• q: how did you come to compose "the microsoft sound"?

    a: the idea came up at the time when i was completely bereft of ideas. i'd been working on my own music for a while and was quite lost, actually. and i really appreciated someone coming along and saying, "here's a specific problem -- solve it."

    the thing from the agency said, "we want a piece of music that is inspiring, universal, blah-blah, da-da-da, optimistic, futuristic, sentimental, emotional," this whole list of adjectives, and then at the bottom it said "and it must be 3 1/4 seconds long."

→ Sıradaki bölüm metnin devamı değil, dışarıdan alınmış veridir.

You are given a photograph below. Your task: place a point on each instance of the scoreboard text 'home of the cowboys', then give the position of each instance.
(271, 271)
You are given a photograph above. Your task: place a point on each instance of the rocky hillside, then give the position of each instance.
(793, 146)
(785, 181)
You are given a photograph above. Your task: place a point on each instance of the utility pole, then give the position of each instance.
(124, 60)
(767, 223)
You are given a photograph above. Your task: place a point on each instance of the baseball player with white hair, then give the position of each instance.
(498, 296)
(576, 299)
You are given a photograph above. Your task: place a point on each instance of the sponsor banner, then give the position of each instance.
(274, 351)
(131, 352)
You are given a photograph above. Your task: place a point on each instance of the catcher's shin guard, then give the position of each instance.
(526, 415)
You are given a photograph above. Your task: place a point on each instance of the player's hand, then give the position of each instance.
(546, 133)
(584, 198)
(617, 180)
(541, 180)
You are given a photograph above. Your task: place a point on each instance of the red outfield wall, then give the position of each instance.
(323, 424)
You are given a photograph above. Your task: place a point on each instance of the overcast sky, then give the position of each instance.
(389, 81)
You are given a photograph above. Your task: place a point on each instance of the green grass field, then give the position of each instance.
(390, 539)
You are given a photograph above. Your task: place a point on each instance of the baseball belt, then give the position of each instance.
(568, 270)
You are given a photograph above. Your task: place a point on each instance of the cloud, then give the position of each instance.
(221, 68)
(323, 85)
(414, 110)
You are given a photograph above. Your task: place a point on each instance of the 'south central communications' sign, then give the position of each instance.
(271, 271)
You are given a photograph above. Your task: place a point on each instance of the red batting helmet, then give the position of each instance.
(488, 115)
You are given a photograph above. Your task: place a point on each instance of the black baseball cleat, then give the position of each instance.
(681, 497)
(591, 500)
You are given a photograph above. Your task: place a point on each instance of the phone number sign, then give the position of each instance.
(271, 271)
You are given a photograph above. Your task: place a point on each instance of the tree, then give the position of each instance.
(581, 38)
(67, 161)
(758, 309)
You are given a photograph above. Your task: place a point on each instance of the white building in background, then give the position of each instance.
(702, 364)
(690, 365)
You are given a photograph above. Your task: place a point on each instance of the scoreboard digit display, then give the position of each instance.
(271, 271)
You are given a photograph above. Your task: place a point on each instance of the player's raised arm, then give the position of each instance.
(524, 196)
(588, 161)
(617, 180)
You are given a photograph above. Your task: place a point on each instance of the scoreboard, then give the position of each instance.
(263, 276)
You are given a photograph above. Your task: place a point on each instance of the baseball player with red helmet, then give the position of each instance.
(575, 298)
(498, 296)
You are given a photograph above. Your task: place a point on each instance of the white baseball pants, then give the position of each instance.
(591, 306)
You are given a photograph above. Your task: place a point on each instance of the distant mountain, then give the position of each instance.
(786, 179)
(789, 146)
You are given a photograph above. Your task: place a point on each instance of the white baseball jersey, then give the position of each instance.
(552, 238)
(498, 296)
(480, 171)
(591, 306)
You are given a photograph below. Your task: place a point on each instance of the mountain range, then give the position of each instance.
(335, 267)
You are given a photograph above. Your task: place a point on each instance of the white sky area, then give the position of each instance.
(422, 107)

    i thought this was so funny and an amazing thought to actually try to make a little piece of music. it's like making a tiny little jewel.
    in fact, i made 84 pieces. i got completely into this world of tiny, tiny little pieces of music. i was so sensitive to microseconds at the end of this that it really broke a logjam in my own work. then when i'd finished that and i went back to working with pieces that were like three minutes long, it seemed like oceans of time.
  • kendisi olmadan modern popüler müziğin halini merak ettiğim insan. mesela bir daniel lanois, ya da bir rick rubin, butch vig falan stüdyoda insanların omuzlarına havlu atıp terlerini silen insanlar olarak görünürken; bu insaniyet benim için tamamen bir paradigm shift yaratan insandır nedense.

    ambient işlerini ayrı ayrı sever ve değer veririm. hatta ne ambient'ı lan another green world, here comes the warm jets, takin tiger mountain (by strategy), before and after science, bayıldığım albümleridir ambient işlerinin ötesinde.

    bir müzisyeni çok mu seviyorsunuz. altını kazıyın bu herif kesin çıkacaktır. cluster'la da, iggy pop'la da, u2'yla da talking heads'le de hemen herkesle ilgisi vardır.
  • kebapçıdan karışık mp3 cd'si falan alan bir sanatçıdır kendisi.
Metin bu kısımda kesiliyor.